It had to be done. Not only the Lee monument but all those Confederate statues.1 I wrote in 2017, “As the saying goes, take it as you will, ‘They’re history.’” 2
Two years after arriving, reluctantly, at the realization that the Confederate statues in my old home town would have to be removed, I revisited Richmond and was a little surprised they were still there. I drove along Monument Avenue, circling the statues in their roundabouts. I walked around the lovely park up on Libby Hill overlooking the James River, with its stately granite column honoring Confederate soldiers and sailors. People were out strolling, some resting on benches. There were no signs of graffiti, no other signs of strife. People, Black and White, greeted me as they walked by under the gaze of the bronze soldier standing relaxed, as if weary, atop the column.

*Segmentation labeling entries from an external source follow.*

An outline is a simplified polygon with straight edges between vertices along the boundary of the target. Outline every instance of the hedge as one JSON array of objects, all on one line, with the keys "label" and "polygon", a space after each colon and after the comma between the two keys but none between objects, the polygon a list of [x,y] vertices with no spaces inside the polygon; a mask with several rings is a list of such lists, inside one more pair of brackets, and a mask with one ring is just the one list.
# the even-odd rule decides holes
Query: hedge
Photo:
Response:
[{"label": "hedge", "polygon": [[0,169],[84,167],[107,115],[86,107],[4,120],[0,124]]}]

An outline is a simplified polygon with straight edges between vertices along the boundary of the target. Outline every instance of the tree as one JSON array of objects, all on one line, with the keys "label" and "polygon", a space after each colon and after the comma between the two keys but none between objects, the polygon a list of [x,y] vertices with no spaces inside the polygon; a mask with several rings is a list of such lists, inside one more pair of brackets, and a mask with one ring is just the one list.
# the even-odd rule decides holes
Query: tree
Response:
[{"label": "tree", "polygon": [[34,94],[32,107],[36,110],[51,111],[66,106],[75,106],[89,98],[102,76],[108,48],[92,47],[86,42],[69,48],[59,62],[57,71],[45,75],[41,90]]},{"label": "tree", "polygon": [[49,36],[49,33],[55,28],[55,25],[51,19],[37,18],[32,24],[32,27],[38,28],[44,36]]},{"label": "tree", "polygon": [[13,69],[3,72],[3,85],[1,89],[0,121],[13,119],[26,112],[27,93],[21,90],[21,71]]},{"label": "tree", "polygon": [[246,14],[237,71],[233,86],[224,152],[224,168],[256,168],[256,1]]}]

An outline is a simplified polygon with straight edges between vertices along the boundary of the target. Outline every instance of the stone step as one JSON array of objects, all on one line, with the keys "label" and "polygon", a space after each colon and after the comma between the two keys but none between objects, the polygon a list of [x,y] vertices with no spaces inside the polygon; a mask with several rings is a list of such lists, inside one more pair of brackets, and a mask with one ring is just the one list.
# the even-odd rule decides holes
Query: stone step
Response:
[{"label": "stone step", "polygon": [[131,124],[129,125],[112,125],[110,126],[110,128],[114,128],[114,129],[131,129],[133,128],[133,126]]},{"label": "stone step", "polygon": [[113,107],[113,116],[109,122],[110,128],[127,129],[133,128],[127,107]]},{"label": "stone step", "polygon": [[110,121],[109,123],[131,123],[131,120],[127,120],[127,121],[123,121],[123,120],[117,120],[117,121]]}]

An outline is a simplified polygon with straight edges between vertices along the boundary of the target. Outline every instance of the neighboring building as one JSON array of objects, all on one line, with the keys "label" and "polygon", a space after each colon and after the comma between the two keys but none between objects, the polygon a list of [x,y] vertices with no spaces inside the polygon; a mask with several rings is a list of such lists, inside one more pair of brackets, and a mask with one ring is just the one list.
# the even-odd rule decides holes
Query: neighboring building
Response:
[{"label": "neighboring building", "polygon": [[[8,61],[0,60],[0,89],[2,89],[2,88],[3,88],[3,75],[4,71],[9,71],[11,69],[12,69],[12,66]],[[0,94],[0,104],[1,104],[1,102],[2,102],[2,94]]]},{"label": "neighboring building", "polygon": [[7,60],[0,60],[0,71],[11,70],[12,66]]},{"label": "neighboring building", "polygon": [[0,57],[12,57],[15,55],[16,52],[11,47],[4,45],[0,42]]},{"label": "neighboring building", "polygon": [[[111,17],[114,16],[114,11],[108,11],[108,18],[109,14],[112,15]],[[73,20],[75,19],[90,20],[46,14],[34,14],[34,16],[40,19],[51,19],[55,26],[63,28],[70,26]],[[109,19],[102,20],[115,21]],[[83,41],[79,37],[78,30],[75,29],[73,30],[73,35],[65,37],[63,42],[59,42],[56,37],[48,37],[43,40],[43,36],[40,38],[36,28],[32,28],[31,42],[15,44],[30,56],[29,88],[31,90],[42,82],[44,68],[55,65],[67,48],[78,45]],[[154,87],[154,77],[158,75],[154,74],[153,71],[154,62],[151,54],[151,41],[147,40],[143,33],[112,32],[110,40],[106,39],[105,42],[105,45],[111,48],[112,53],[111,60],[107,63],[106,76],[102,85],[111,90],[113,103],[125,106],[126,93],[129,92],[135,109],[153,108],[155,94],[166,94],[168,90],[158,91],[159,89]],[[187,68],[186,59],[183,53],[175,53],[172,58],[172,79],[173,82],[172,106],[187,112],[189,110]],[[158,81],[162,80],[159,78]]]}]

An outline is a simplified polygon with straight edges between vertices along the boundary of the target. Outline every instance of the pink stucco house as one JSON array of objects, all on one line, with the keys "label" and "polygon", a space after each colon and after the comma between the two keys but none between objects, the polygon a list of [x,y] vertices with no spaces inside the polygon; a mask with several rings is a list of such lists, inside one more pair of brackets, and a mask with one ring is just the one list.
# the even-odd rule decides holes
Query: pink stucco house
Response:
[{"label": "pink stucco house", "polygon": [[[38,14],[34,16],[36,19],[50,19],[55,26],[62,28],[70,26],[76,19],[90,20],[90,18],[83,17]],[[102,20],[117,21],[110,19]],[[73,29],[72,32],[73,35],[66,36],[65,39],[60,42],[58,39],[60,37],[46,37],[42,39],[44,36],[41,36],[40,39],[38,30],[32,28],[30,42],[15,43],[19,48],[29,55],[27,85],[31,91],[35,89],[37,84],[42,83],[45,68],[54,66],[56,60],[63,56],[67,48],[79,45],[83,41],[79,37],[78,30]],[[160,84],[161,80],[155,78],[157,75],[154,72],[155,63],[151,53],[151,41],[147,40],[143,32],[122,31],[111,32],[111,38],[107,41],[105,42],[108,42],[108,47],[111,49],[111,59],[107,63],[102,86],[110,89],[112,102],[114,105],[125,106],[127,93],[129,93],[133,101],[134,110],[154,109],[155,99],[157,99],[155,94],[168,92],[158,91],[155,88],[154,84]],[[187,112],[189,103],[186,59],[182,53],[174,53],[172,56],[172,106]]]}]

Yesterday I watched the memorial service for George Floyd. It was a ceremony of respectful reflection on his life by his family and others who knew him. It was also an expression of determination and resolve to force changes to systemic American injustice, far stronger than the “We Shall Overcome Some Day” of years past. It was a church moment, one different from the other church moments3 punctuating the turmoil that has defined these days of disruption.

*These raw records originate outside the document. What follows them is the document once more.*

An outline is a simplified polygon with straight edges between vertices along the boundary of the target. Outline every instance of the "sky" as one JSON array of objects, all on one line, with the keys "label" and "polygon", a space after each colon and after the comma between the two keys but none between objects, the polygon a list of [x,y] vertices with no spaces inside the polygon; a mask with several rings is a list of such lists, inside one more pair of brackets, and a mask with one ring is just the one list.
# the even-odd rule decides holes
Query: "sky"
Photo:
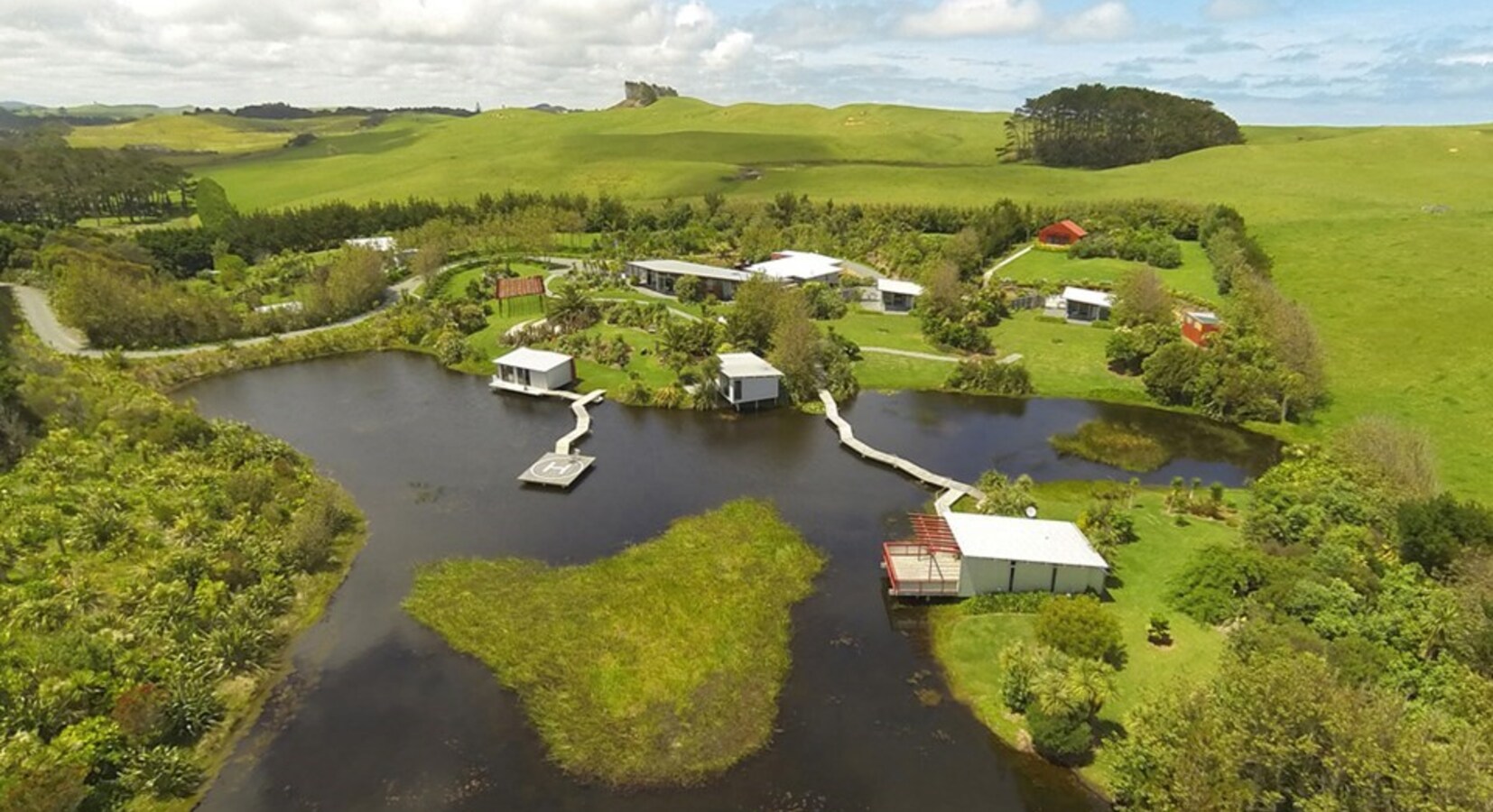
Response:
[{"label": "sky", "polygon": [[1247,124],[1493,121],[1493,0],[0,0],[0,100],[48,106],[684,96],[1009,110],[1062,85]]}]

Just last week I wrote about Trump’s Covid-19 response, and trying to get the nation to pull together in spite of him (The Value of Hatred). In doing that I was criticized for not being sensitive to the systematic oppression of Black people. Things I wrote about Trump were interpreted in light of the President’s (later) actions and statements on the demonstrations following the brutal killing of George Floyd. There’s no point now in trying to explain what I was trying to say about hatred and how it is so destructive in handling the pandemic, but I was not writing about George Floyd. Well, that was then. Covid-19 is no longer at the top of the headlines, and now our attention is focused on racial justice. So let’s turn to that.
It’s about time.
The depth and extent of racial injustice in America is not misunderstood. It is ignored.

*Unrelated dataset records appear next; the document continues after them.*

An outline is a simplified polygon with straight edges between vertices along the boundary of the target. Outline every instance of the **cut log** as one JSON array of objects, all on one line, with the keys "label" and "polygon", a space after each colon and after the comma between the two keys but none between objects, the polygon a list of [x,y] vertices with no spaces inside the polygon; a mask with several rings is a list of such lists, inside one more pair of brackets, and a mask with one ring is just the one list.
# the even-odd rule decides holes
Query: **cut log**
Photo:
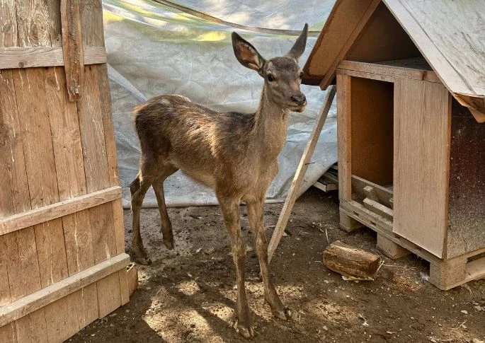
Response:
[{"label": "cut log", "polygon": [[379,256],[358,249],[339,240],[324,251],[324,265],[346,277],[373,279],[379,268]]}]

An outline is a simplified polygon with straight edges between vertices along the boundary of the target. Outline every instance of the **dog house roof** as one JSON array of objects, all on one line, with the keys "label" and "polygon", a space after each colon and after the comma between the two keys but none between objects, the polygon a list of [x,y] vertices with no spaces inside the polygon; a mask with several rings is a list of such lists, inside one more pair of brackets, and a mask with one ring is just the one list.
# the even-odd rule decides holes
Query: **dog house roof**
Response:
[{"label": "dog house roof", "polygon": [[304,67],[304,83],[326,88],[343,59],[421,55],[453,96],[485,122],[484,6],[483,0],[337,0]]}]

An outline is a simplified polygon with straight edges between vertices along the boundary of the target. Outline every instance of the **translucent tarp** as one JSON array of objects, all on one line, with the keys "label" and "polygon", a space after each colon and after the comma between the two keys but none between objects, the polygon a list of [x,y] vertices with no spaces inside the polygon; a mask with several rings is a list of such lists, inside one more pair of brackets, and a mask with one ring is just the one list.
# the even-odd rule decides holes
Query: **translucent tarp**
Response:
[{"label": "translucent tarp", "polygon": [[[333,0],[104,0],[105,40],[113,101],[123,206],[130,207],[129,185],[138,169],[139,147],[132,125],[133,107],[147,99],[176,93],[219,111],[253,112],[263,80],[234,56],[231,32],[249,40],[266,58],[283,55],[304,23],[310,34],[303,65]],[[287,141],[279,156],[280,172],[267,202],[283,201],[324,92],[302,86],[308,99],[302,113],[292,112]],[[335,103],[321,132],[302,192],[336,161]],[[216,204],[213,192],[181,172],[165,182],[168,206]],[[144,207],[156,207],[150,190]]]}]

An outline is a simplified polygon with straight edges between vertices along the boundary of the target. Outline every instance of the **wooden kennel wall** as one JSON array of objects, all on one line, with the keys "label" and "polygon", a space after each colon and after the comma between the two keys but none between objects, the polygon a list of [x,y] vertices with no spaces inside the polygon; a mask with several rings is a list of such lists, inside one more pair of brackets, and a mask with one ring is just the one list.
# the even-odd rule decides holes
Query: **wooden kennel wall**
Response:
[{"label": "wooden kennel wall", "polygon": [[129,300],[101,1],[0,18],[0,342],[62,342]]},{"label": "wooden kennel wall", "polygon": [[341,227],[363,224],[389,256],[428,260],[448,289],[485,277],[485,66],[457,75],[463,65],[447,64],[461,57],[436,47],[467,36],[460,54],[472,55],[483,33],[443,22],[471,32],[426,34],[422,4],[338,0],[304,70],[322,88],[336,79]]}]

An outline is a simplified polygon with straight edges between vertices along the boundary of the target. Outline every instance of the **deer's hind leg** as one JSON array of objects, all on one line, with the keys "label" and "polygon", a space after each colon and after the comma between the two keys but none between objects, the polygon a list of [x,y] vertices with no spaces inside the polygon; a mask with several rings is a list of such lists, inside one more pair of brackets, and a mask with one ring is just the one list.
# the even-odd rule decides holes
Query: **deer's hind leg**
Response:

If you condemn the protests and do not condemn the cop slowly choking George Floyd until he died, you are ignoring the cause. If you think protesters are looters and window smashers, you are ignoring not only the cause of the protest but the reality of the protest. Protesters and looters are not the same people. Looters came in cars to take advantage of the situation. In Minneapolis, the epicenter of the unrest, almost all of those arrested for looting were from out of state. *[Edit: See 6/7/2020 comment] Many of those arrested were identified with White supremacy groups. If you condemn the violence when protest got “out of control” did you ignore the fact that there were as many White people as Black people involved? Not that it changes anything, but where was your angry voice when Philadelphia “celebrated” their Super Bowl win in 2018? Stores were looted, cars were overturned, street lights were toppled. People set fires, fought with each other, and damaged property to the extent of millions of dollars. Oh, that was different. You might also be ignoring video evidence of the police provoking peaceful protesters in the current protests. Your Mom’s old question of “Who started it?” does no more good now than it ever did. “See what a scourge is laid upon your hate… ”
“… All are punished.”
Does a burning police car upset you more than police killing a man by kneeling on his neck? If it does, is it because you are sure it will never happen to you? And is that because of your skin color?
If you’re White like me and you want to do something but don’t know what to do, here’s a list. (Thanks, Sid. I hear you.) 75 Things White People Can Do for Racial Justice. Read the whole list, then pick one to start. By the way, you don’t have to be a White to do these things; it’s just that the list is made for us because we need to catch up.